Assessment of patients’ response to immunotherapy treatment can be done via assess_immune_response function, which informs about the accuracy of easier predictions on patients’ response to ICB therapy.

The option patient_response should be provided with a character string containing patients’ clinical response (where non-responders are labeled as NR and responders as R). Importantly, this aspect should be handled by the user.

This function uses patients’ TPM values (RNA_tpm) as input for compute_scores_immune_response in order to compare easier predictions with those from published scores of immune response. The user can choose the scores to be computed via select_gold_standard, by default all scores are computed.

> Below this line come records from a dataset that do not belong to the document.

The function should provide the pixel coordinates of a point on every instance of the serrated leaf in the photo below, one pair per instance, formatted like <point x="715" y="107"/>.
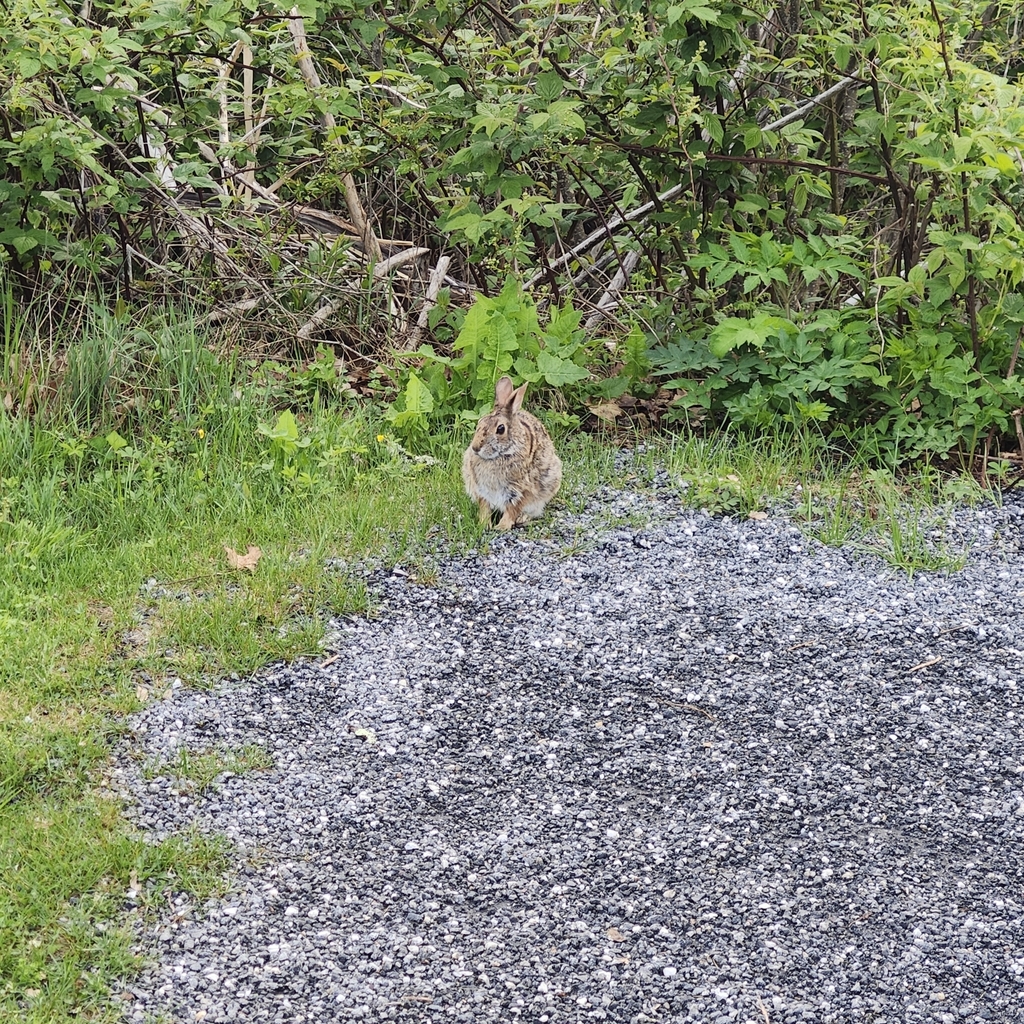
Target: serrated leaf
<point x="549" y="86"/>
<point x="558" y="372"/>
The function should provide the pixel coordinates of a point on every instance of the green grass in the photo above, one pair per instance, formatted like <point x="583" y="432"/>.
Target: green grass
<point x="116" y="508"/>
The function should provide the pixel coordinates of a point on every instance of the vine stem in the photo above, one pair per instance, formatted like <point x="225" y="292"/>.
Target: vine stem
<point x="972" y="302"/>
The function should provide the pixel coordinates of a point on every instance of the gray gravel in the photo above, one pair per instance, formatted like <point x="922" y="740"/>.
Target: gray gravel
<point x="701" y="771"/>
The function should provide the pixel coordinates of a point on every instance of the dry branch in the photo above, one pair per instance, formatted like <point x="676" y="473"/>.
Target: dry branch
<point x="308" y="71"/>
<point x="429" y="301"/>
<point x="609" y="300"/>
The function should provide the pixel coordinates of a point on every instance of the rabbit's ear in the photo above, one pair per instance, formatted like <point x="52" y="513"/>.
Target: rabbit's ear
<point x="503" y="392"/>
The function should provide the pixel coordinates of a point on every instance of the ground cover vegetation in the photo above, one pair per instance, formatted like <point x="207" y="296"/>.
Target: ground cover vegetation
<point x="260" y="267"/>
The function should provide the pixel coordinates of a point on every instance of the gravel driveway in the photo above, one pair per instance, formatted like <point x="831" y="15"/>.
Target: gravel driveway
<point x="701" y="771"/>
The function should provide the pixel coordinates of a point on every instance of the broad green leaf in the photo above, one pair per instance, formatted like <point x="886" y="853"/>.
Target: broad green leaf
<point x="558" y="372"/>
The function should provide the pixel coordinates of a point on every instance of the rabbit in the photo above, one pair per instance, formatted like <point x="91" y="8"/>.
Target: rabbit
<point x="511" y="466"/>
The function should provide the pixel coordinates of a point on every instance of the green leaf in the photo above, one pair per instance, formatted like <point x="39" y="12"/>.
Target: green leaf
<point x="549" y="86"/>
<point x="558" y="372"/>
<point x="418" y="396"/>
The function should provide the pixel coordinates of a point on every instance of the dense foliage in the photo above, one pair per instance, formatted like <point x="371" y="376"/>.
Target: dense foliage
<point x="749" y="213"/>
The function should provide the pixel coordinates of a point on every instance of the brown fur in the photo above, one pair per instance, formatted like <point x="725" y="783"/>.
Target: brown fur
<point x="511" y="466"/>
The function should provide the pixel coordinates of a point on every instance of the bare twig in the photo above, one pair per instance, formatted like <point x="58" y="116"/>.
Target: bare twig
<point x="308" y="71"/>
<point x="429" y="301"/>
<point x="324" y="313"/>
<point x="609" y="299"/>
<point x="811" y="103"/>
<point x="605" y="230"/>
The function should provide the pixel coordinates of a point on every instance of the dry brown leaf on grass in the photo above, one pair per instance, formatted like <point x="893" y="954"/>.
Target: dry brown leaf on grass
<point x="607" y="411"/>
<point x="247" y="561"/>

If patients’ tumor mutational burden (TMB) is available, this can also be provided via TMB_values and used as surrogate of patients’ immunotherapy response for comparison.

Since both immune response and TMB are essential for an effective immunotherapy response, we decided to conceptualize this in our predictions by either penalizing or weighting differently our scores in high- and low-TMB patients. If easier_with_TMB is set to weighted_average, a weighted average of both easier and TMB score will be used, if instead easier_with_TMB is set to penalized_score, patient’s easier scores will penalized depending on their TMB category.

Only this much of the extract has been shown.